A capital cubana voltou a registrar protestos na noite de terça-feira, 7, enquanto o governo tentava restabelecer o fornecimento de energia após mais um apagão de grandes proporções, que teve início na segunda-feira. Moradores de diferentes bairros de Havana bateram panelas, buzinaram e gritaram “acendam as luzes”, em meio a cortes de eletricidade que já duram dias em parte da ilha.
O colapso da rede elétrica desta semana é o terceiro apagão nacional registrado em Cuba apenas neste ano e o sétimo em cerca de 18 meses. Embora as autoridades afirmem que boa parte do sistema já voltou a operar, milhões de cubanos ainda enfrentam interrupções prolongadas no fornecimento de energia.
Protestos
As manifestações foram registradas em bairros como Jaimanitas, Guanabacoa, Centro Habana, Alamar e Arroyo Arenas. Além dos panelaços, moradores bloquearam ruas com lixo incendiado e protestaram contra o governo com gritos de “Liberdade” e “Abaixo a ditadura”.
Em algumas localidades, a energia foi restabelecida logo após o início dos protestos, levando parte dos manifestantes a voltar para casa para aproveitar o retorno temporário da eletricidade. Em outras regiões, porém, os apagões continuaram durante toda a noite.
A imprensa ligada à oposição e organizações de direitos humanos também relataram prisões de manifestantes, reforço do policiamento e interrupções localizadas da internet — uma estratégia que, segundo esses grupos, vem sendo usada pelo governo para dificultar a mobilização popular.
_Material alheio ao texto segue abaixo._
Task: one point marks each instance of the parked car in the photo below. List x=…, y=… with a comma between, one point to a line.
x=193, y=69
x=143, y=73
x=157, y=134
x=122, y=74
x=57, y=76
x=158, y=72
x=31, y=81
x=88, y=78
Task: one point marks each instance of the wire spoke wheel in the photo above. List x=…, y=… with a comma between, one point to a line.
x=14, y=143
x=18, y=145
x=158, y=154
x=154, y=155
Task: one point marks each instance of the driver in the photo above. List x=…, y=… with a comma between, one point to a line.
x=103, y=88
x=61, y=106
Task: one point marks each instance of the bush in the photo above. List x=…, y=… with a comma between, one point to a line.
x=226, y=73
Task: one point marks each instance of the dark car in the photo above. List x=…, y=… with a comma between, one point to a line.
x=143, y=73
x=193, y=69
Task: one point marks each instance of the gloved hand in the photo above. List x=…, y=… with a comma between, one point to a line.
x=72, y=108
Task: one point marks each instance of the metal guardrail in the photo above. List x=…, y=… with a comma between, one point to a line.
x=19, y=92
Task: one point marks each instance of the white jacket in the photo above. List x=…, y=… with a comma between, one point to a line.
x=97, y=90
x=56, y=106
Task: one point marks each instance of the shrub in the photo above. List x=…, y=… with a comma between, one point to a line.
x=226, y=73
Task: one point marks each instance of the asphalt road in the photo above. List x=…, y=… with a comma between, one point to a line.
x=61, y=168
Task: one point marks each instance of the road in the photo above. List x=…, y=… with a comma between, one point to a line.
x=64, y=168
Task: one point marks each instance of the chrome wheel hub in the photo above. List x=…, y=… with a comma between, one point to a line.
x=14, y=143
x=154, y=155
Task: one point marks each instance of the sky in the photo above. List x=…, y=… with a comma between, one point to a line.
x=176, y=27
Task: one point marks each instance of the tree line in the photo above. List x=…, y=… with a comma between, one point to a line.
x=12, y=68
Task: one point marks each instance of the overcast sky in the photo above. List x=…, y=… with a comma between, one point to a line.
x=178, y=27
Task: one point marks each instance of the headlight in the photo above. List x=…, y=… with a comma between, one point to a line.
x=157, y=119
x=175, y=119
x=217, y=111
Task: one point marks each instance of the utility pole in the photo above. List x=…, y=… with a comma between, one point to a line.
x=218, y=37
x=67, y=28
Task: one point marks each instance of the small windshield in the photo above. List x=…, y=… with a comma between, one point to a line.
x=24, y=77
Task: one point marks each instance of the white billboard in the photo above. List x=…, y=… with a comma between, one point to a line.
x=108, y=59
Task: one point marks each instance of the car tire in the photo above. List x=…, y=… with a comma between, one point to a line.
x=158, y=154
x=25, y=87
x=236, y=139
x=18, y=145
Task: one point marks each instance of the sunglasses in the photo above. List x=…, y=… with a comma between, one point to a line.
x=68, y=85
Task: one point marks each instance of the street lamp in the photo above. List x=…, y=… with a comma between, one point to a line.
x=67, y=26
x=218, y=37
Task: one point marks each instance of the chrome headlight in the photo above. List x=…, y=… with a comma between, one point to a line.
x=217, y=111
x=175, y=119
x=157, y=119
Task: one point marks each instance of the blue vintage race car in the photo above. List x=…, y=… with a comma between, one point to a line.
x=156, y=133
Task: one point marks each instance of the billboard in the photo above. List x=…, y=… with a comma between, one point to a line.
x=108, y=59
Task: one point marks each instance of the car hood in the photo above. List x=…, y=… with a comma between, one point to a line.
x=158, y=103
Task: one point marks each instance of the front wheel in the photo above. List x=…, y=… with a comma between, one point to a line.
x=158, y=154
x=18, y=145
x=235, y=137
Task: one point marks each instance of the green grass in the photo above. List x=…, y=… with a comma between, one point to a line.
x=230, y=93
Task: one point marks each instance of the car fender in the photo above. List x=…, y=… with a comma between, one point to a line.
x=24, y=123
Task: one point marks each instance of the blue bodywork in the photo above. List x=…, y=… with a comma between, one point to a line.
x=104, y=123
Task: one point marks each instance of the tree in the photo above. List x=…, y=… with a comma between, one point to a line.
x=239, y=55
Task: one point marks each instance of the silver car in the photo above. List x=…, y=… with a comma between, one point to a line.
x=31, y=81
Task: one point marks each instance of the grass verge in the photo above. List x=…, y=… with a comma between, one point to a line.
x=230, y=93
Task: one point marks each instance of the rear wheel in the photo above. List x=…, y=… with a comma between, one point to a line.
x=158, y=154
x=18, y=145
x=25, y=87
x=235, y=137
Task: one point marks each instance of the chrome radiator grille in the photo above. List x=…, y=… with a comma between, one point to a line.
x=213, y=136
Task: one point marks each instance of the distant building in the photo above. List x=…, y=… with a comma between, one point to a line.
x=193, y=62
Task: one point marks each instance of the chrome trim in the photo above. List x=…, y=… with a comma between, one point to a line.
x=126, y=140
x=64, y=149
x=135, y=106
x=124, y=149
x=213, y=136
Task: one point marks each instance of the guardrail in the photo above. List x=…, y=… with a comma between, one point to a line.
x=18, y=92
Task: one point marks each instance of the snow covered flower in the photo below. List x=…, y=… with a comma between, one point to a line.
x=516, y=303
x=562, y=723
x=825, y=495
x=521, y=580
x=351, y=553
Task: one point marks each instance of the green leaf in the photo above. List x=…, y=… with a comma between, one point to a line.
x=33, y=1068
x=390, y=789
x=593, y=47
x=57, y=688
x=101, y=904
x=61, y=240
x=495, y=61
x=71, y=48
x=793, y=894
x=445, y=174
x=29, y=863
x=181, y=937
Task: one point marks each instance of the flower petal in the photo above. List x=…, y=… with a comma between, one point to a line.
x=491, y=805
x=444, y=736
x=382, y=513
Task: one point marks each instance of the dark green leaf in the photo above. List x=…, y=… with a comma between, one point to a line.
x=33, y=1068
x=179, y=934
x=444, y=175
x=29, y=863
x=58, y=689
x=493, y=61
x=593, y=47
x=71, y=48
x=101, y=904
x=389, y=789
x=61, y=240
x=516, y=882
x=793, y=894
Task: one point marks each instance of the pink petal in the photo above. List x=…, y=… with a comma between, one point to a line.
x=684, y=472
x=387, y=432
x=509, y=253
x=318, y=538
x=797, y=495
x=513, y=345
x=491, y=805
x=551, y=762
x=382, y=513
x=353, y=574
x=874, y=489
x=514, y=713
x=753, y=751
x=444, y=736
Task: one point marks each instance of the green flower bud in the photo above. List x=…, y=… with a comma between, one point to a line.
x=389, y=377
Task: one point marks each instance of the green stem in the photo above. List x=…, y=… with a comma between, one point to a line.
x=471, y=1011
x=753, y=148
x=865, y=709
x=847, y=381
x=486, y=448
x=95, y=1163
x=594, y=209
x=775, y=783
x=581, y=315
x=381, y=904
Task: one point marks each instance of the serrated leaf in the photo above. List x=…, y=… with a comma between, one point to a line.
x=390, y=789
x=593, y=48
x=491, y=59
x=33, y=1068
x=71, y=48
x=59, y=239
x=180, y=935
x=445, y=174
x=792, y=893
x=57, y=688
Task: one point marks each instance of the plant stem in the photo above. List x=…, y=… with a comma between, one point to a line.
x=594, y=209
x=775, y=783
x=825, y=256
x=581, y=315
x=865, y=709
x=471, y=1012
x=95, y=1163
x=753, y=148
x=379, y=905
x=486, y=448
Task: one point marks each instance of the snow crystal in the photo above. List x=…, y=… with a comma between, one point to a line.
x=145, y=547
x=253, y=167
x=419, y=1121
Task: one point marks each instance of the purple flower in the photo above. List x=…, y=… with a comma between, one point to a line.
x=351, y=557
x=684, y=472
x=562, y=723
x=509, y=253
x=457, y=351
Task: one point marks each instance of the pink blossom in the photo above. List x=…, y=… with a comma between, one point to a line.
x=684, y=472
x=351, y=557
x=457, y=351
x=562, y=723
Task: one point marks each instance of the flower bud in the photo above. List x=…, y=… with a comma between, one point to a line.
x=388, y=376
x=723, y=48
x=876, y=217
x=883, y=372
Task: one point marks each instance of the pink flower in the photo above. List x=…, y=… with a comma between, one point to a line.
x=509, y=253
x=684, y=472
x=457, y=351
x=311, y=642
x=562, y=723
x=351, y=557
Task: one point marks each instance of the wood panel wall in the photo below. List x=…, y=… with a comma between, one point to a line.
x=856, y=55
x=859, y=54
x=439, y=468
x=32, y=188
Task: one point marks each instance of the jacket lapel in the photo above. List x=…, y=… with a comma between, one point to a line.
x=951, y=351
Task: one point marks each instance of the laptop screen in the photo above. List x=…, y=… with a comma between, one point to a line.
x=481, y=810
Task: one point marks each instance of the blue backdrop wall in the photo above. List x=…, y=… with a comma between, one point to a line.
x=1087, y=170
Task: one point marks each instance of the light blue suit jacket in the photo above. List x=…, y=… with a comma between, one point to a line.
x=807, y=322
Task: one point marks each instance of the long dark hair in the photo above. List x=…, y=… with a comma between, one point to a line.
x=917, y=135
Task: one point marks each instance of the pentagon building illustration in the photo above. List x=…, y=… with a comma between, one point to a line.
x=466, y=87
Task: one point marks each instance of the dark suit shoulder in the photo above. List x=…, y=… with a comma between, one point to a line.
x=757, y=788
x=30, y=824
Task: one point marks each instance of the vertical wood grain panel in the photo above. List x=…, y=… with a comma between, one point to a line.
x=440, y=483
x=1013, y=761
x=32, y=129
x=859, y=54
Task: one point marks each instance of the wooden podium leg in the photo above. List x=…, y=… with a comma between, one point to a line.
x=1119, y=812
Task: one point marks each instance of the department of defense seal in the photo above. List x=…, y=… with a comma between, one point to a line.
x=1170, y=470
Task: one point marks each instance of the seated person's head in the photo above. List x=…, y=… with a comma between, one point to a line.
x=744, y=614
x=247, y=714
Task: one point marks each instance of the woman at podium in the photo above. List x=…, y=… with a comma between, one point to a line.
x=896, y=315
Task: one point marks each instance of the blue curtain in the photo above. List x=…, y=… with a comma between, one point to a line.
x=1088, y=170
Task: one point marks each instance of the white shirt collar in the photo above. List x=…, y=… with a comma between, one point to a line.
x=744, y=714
A nova onda de manifestações é considerada a mais longa desde os protestos históricos de 11 de julho de 2021. Segundo o Observatório Cubano de Conflitos, Cuba registrou 107 protestos de rua em junho de 2026 — um recorde desde o início do monitoramento e quase o dobro do pico anterior, de 54 manifestações em março. Desse total, 82 ocorreram em Havana.
Crise energética
A empresa estatal Unión Eléctrica (UNE) informou que conseguiu restabelecer a conexão do sistema entre Pinar del Río, no extremo oeste da ilha, e Holguín, no leste. Santiago de Cuba, a segunda maior cidade do país, continuava sem energia, segundo as autoridades.
Especialistas atribuem o agravamento da crise ao sucateamento das usinas termelétricas, à escassez de combustível e à falta de investimentos na infraestrutura elétrica. Em diversas regiões, moradores convivem com apagões que ultrapassam 30 horas consecutivas, comprometendo o abastecimento de água, a conservação de alimentos e o funcionamento de hospitais e outros serviços essenciais.
Disputa entre Havana e Washington
O governo de Miguel Díaz-Canel atribui o agravamento da crise às sanções impostas pelos Estados Unidos, especialmente às restrições ao fornecimento de combustível e às medidas econômicas endurecidas pelo presidente Donald Trump. Havana afirma que o embargo compromete a importação de combustíveis e equipamentos indispensáveis para manter o sistema elétrico em funcionamento.
Em janeiro, Washington interrompeu o fornecimento de combustível à ilha e ampliou as sanções econômicas, provocando a saída de empresas estrangeiras e um novo impacto sobre o turismo, em uma tentativa de pressionar o regime cubano a negociar.
Os Estados Unidos, por outro lado, responsabilizam o governo comunista pelo colapso da infraestrutura. Durante um debate na Assembleia Geral da ONU sobre as sanções à ilha, o embaixador americano na organização, Michael Waltz, afirmou que a crise é consequência da gestão de Havana. “Mudem seus hábitos e reacendam a luz para o seu povo”, declarou.